When you go too far reducing boilerplate you get to a point where configuration becomes the code and the actual code becomes black box that people barely understand. And then they replicate what's already in the black box because they aren't sure it's there, and you do the same things over and over in every layer. And in some layers you do it one way and in others - other way. And then requirements change and you change the code and it still works the old way SOME of the time, but you only discover that in production, because the test case you used when you developed is handled on the layer where you changed it correctly.

And then if it's buried deep enough somebody will add another layer and fix the cases that were found - there.

And that's how the disgusting legacy code happens.

KISS, please. Unnecessary abstraction is the root of almost all problems in programming.

Micoloth · on Nov 18, 2022

That was beutifully written.

Although, I feel like very often, the idea of resucing boilerplate should __not__ to hide the boilerplate one layer below- it should be to __try not to write the boilerplate__ …

Take this very specific example at hand.. What is the meaning of this “JoelEvent” class? Why is it there?

It appears that is wraps a list of functions, with methods to push and pop from it. Why is it necessary to write them?

“Dispatch” reimplements function application , apparently? Btw, it is beyond me why one would loop over this.listeners and the check if the element is in this.listeners .

In a reasonable language or framework, I cannot in any way see a reason why this code needs to be written.. This is the idea of removing boilerplate, to me!

fennecfoxy · on Nov 18, 2022

I think the biggest problem with templating/reusing instead of boilerplate is just how hard it is for a dev to answer the question(s): has somebody already done this, is their solution flexible enough to fit mine, etc.

Hell, just helpers/utilities functions within an organisation aren't always used, devs end up reimplementing stuff all the time simply because there's no easy way to know about it (documentation is only one part of this).

yccs27 · on Nov 17, 2022

+1 on the last paragraph: Predictability means the code follows a pattern, not that it is boilerplate. Some amount of predictable code is necessary just to spell out what the code does, so that even someone unfamiliar with the pattern can simply read and understand it.

kneebonian · on Nov 17, 2022

Honestly this is what I have loved about Kotlin. There seems like there is now just a certain amount of boilerplate in every Java file and Kotlin just chose to bake that all into the language, the other instance where we see this happening is with the Lombok library in Java. Although personally I hate annotations.

lmm · on Nov 17, 2022

We don't talk in maximally compressed strings; a bit of redundancy in grammar helps make sure people can understand each other.
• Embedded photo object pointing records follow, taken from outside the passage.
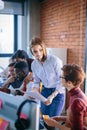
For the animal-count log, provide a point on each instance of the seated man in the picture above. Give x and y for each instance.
(21, 71)
(11, 76)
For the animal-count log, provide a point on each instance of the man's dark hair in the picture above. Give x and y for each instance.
(11, 64)
(22, 66)
(20, 54)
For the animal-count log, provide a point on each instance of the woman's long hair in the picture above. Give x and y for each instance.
(37, 41)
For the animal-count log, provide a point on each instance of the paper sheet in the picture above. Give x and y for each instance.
(35, 94)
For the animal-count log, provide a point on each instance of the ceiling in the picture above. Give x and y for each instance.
(14, 0)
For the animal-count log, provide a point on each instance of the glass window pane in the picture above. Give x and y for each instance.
(4, 62)
(6, 33)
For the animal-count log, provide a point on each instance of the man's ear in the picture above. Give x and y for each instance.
(69, 83)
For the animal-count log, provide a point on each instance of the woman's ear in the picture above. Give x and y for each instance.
(69, 83)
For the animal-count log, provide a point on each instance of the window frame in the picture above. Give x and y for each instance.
(15, 43)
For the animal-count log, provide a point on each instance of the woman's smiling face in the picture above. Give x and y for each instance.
(37, 51)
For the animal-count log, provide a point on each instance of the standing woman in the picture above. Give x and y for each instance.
(47, 68)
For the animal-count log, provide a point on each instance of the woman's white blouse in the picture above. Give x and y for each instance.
(49, 73)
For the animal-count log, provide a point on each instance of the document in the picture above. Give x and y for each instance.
(36, 95)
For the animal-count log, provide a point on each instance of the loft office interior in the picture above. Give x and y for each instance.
(30, 20)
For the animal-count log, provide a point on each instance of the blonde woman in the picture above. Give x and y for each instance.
(47, 69)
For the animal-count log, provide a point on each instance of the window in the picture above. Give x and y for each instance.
(8, 38)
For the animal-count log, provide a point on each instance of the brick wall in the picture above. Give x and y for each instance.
(63, 25)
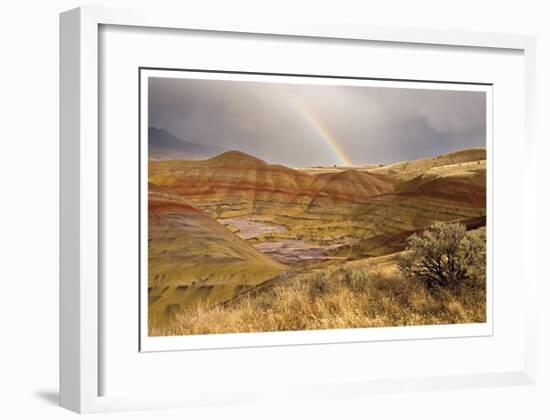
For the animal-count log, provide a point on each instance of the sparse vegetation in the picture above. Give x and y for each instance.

The fact that spellcheckers are possible doesn't mean our language is too sparse and wasteful.

A lot of programming languages have a lot of room for improvement though.

WalterBright · on Nov 17, 2022

A programming language with no redundancy in it means the compiler cannot detect any errors - because every sequence of characters forms a valid program.

The skill is in selecting the optimal amount and form of redundancy.

For example, the typical ; statement terminator is redundant. People often ask, since it is redundant, why not remove it? People have tried that, and found out that the redundancy makes for far better error detection.

pharmakom · on Nov 17, 2022

Semicolon is a strange example when so many successful languages don’t have them.

I think a better example is CoffeeScript, where almost any string is a valid program but probably not the one you wanted.

WalterBright · on Nov 17, 2022

> Semicolon is a strange example when so many successful languages don’t have them.

They usually have another statement terminator instead, like a newline.

lmm · on Nov 17, 2022

On that specific example, not my experience at all. (The general point is of course valid, though I think it follows very directly from what I said)

amelius · on Nov 17, 2022

No, with redundancy your compiler can catch a certain class of errors (call them "avoidable") that doesn't exist in case of no redundancy. Of course, in both cases you still have the unavoidable errors.

ColonelPhantom · on Nov 17, 2022

I think the problem is not that "not all tokens are valid" Rather it is that we often repeat the same token sequences, and we should seek to abstract those predictable sequences into more unique tokens, e.g. by turning it into a library function.

Of course, the downside is that now you have way more tokens you need to know to understand some code, similarly to how Haskell code tends to have tons of mega-abstract function combinators or whatever whereas Go code is very simple. Which one is more readable depends on the reader, because a language like Go requires the reader to sift through more details, whereas Haskell is much terser but also requires much more pre-existing knowledge to understand.

I'm wondering if we can use these code-generation models to find "low entropy code" that is a prime target for turning into libraries.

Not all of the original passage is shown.